Mild neonatal hypoxia exacerbates the effects of vitamin-deficient diet on homocysteine metabolism in rats.

作者信息

Blaise Sébastien, Alberto Jean-Marc, Nédélec Emmanuelle, Ayav Ahmet, Pourié Grégory, Bronowicki Jean-Pierre, Guéant Jean-Louis, Daval Jean-Luc

机构信息

INSERM U 724, Université H. Poincaré, 54505 Vandoeuvre-lès-Nancy, France.

出版信息

Pediatr Res. 2005 Jun;57(6):777-82. doi: 10.1203/01.PDR.0000161406.19231.98. Epub 2005 Apr 21.

Abstract

Elevated plasma homocysteine has been linked to pregnancy complications and developmental diseases. Whereas hyperhomocysteinemia is frequently observed in populations at risk of malnutrition, hypoxia may alter the remethylation of homocysteine in hepatocytes. We aimed to investigate the combined influences of early deficiency in nutritional determinants of hyperhomocysteinemia and of neonatal hypoxia on homocysteine metabolic pathways in developing rats.
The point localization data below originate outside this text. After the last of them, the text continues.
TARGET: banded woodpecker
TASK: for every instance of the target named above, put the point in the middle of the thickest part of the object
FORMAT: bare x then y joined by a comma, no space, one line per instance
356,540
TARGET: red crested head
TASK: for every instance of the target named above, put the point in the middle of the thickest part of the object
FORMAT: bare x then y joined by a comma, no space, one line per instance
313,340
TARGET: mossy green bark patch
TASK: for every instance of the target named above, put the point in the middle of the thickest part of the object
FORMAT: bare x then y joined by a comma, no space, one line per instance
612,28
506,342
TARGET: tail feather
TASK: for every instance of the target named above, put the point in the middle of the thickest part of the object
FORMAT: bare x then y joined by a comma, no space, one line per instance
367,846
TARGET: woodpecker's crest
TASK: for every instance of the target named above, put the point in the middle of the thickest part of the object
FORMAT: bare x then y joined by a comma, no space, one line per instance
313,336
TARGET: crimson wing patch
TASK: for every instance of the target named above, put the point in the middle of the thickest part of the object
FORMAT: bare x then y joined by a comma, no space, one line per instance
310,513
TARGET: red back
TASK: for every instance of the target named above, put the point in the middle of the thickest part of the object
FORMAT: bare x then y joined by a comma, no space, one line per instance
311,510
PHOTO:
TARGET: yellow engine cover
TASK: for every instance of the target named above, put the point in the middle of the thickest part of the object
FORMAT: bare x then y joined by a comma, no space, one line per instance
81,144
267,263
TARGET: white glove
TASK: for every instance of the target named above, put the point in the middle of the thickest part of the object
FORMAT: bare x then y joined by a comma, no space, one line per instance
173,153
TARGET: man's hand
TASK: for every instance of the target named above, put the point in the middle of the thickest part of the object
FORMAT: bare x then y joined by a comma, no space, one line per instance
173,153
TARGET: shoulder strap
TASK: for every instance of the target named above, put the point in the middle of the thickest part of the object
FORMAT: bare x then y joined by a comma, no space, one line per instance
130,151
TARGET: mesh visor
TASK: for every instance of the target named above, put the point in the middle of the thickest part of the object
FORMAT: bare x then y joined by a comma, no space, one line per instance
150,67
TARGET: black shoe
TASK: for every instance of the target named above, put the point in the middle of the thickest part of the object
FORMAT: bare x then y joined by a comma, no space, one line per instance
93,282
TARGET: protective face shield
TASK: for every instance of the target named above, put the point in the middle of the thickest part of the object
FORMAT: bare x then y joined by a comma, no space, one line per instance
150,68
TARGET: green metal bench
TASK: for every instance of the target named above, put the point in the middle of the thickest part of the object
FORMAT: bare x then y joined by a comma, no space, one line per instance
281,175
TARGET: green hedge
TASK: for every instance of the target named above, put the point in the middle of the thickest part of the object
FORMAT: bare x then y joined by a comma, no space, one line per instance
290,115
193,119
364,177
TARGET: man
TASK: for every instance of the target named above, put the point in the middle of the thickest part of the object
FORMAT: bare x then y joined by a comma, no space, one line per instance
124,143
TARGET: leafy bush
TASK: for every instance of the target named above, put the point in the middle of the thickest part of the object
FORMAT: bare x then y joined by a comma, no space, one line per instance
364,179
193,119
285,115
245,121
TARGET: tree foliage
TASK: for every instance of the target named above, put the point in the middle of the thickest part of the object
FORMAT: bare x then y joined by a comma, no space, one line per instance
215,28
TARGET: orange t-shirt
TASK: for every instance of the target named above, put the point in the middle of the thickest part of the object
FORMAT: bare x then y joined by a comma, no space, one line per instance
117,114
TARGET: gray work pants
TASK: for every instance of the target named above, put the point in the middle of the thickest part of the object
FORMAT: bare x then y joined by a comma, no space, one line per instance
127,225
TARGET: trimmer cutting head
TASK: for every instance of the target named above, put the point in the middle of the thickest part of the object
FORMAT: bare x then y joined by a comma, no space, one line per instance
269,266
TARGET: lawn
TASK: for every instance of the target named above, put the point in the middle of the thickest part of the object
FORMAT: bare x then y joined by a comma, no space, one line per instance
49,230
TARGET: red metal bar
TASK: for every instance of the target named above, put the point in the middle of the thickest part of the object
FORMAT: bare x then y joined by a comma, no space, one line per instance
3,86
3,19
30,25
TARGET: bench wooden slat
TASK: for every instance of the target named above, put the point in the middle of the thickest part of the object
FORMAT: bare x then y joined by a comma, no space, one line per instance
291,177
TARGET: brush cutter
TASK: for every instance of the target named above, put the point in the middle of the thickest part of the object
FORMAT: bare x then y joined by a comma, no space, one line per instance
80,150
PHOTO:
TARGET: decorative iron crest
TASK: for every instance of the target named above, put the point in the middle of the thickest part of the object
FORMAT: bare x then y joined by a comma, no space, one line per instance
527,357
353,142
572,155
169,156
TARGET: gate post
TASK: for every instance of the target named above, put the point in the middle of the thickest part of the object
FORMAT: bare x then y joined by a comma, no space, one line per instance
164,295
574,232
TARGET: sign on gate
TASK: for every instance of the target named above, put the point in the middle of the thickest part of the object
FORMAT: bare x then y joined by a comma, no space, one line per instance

Dams were fed a standard diet or a diet deficient in vitamins B12, B2, folate, month, and choline from 1 mo before pregnancy until weaning of the offspring. The pups were divided into four treatment groups corresponding to "no hypoxia/standard diet," "hypoxia (100% N2 for 5 min at postnatal d 1)/standard diet," "no hypoxia/deficiency," and "hypoxia/deficiency," and homocysteine metabolism was analyzed in their liver at postnatal d 21. Hypoxia increased plasma homocysteine in deficient pups (21.2 +/- 1.6 versus 13.3 +/- 1.2 microM, p < 0.05). Whereas mRNA levels of cystathionine beta-synthase remained unaltered, deficiency reduced the enzyme activity (48.7 +/- 2.9 versus 83.6 +/- 6.3 nmol/h/mg, p < 0.01), an effect potentiated by hypoxia (29.4 +/- 4.7 nmol/h/mg, p < 0.05). The decrease in methylene-tetrahydrofolate reductase activity measured in deficient pups was attenuated by hypoxia (p < 0.05), and methionine-adenosyltransferase activity was slightly reduced only in the "hypoxia/deficiency" group (p < 0.05). Finally, hypoxia enhanced the deficiency-induced drop of the S-adenosylmethionine/S-adenosylhomocysteine ratio, which is known to influence DNA methylation and gene expression. In conclusion, neonatal hypoxia may increase homocysteinemia mainly by decreasing homocysteine transsulfuration in developing rats under methyl-deficient regimen. It could therefore potentiate the well-known adverse effects of hyperhomocysteinemia.

摘要

血浆同型半胱氨酸水平升高与妊娠并发症及发育性疾病有关。鉴于高同型半胱氨酸血症在营养不良风险人群中经常出现,缺氧可能会改变肝细胞中同型半胱氨酸的再甲基化过程。我们旨在研究高同型半胱氨酸血症营养决定因素的早期缺乏与新生儿缺氧对发育中大鼠同型半胱氨酸代谢途径的综合影响。从怀孕前1个月至后代断奶,给母鼠喂食标准饮食或缺乏维生素B12、B2、叶酸、蛋氨酸和胆碱的饮食。幼崽被分为四个治疗组,分别对应“无缺氧/标准饮食”、“缺氧(出生后第1天100%氮气处理5分钟)/标准饮食”、“无缺氧/缺乏”和“缺氧/缺乏”,并在出生后第21天分析其肝脏中的同型半胱氨酸代谢。缺氧使缺乏组幼崽的血浆同型半胱氨酸升高(21.2±1.6对13.3±1.2微摩尔,p<0.05)。虽然胱硫醚β-合酶的mRNA水平未改变,但缺乏使其酶活性降低(48.7±2.9对83.6±6.3纳摩尔/小时/毫克,p<0.01),缺氧使其作用增强(29.4±4.7纳摩尔/小时/毫克,p<0.05)。缺乏组幼崽中测得的亚甲基四氢叶酸还原酶活性的降低被缺氧减弱(p<0.05),且仅在“缺氧/缺乏”组中蛋氨酸腺苷转移酶活性略有降低(p<0.05)。最后,缺氧增强了缺乏诱导的S-腺苷甲硫氨酸/S-腺苷同型半胱氨酸比值的下降,已知该比值会影响DNA甲基化和基因表达。总之,在甲基缺乏的情况下,新生儿缺氧可能主要通过降低发育中大鼠的同型半胱氨酸转硫作用来增加高同型半胱氨酸血症。因此,它可能会增强高同型半胱氨酸血症众所周知的不良影响。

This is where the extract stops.